Can I monitor the job queue status automatically?
Because archTIS creates a unique search_queue_<GUID> table for every scan, any automation must first identify the correct table name before it can query the status counts.
1. Identify the Active Table Name
You can automate the discovery of the active scan table by querying the PostgreSQL information schema.
A script would first run:
SELECT table_name
FROM information_schema.tables
WHERE table_name LIKE 'search_queue_%'
AND table_name != 'search_queue';
2. Automation via PowerShell (Recommended)
Since these are Windows Agents, PowerShell is the most effective tool for local automation.
You can use the Npgsql library or the psql command-line tool (if available in the agent path) to export metrics.
Example Logic for a Monitoring Script:
- Retrieve Credentials: Use the local agent configuration or environment variables to get the Postgres username/password.
- Connect to Port 5433: Ensure the script targets the Spirion-specific Postgres port.
- Loop the Status Query: Run the following query every 60 seconds to track progress:
SELECT status, COUNT(*)
FROM public.<DYNAMIC_TABLE_NAME>
GROUP BY status; - Output to Logs/Monitoring Tool: Pipe these results into a local log file, a SIEM agent, or a performance monitoring tool (like Datadog or Zabbix).
3. Key Metrics to Watch (Automation Triggers)
If you are building an automated alerting system, set thresholds for these conditions:
- Stuck "Processing" (Status 1): If the count of rows in
status 1does not change for several minutes, it may indicate a hung worker thread. - High "Failed" (Status 3): Automated retries happen up to 3 times (5 minutes apart). If this count grows rapidly, it indicates a transient environment issue (e.g., a network share becoming unreachable).
- "PermFailed" (Status 4) > 0: This should trigger an immediate alert, as it means the agent has given up on those specific files/locations.
4. Built-in Background Maintenance
Spirion already includes an internal automated process for queue health called the Background Queue Maintenance Job. You don't need to automate these specific cleanup tasks yourself:
- Orphan Recovery: Automatically moves "Processing" (1) jobs back to "Pending" (0) within ~1 minute if a worker agent crashes (detected via missing heartbeats).

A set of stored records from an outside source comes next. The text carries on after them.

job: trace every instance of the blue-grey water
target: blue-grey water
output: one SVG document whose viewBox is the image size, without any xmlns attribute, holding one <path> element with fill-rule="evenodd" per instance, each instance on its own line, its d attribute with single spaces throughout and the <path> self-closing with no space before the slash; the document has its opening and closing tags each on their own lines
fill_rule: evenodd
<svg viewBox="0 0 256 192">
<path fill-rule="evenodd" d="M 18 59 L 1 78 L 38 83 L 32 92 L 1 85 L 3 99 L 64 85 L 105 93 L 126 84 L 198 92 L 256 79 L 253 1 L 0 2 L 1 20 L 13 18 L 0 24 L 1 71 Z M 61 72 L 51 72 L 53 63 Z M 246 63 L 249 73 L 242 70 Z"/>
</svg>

- Retry Logic: Automatically retries "Failed" (3) jobs up to 3 times.
- Auto-Cleanup: Deletes "Processed" (2) rows after 15 minutes and "PermFailed" (4) rows after 4 hours.
- Database Optimization: Runs
VACUUM ANALYZEevery 24 hours to maintain performance.
5. Potential Roadblocks
- Credential Rotation: Credentials retrieved via the Test Runner portal are intended for support sessions. For long-term automated monitoring, you would need to ensure your script can dynamically access the current credentials used by the Spirion Endpoint Service.
- Port Access: Ensure local firewalls allow your monitoring service to talk to port 5433.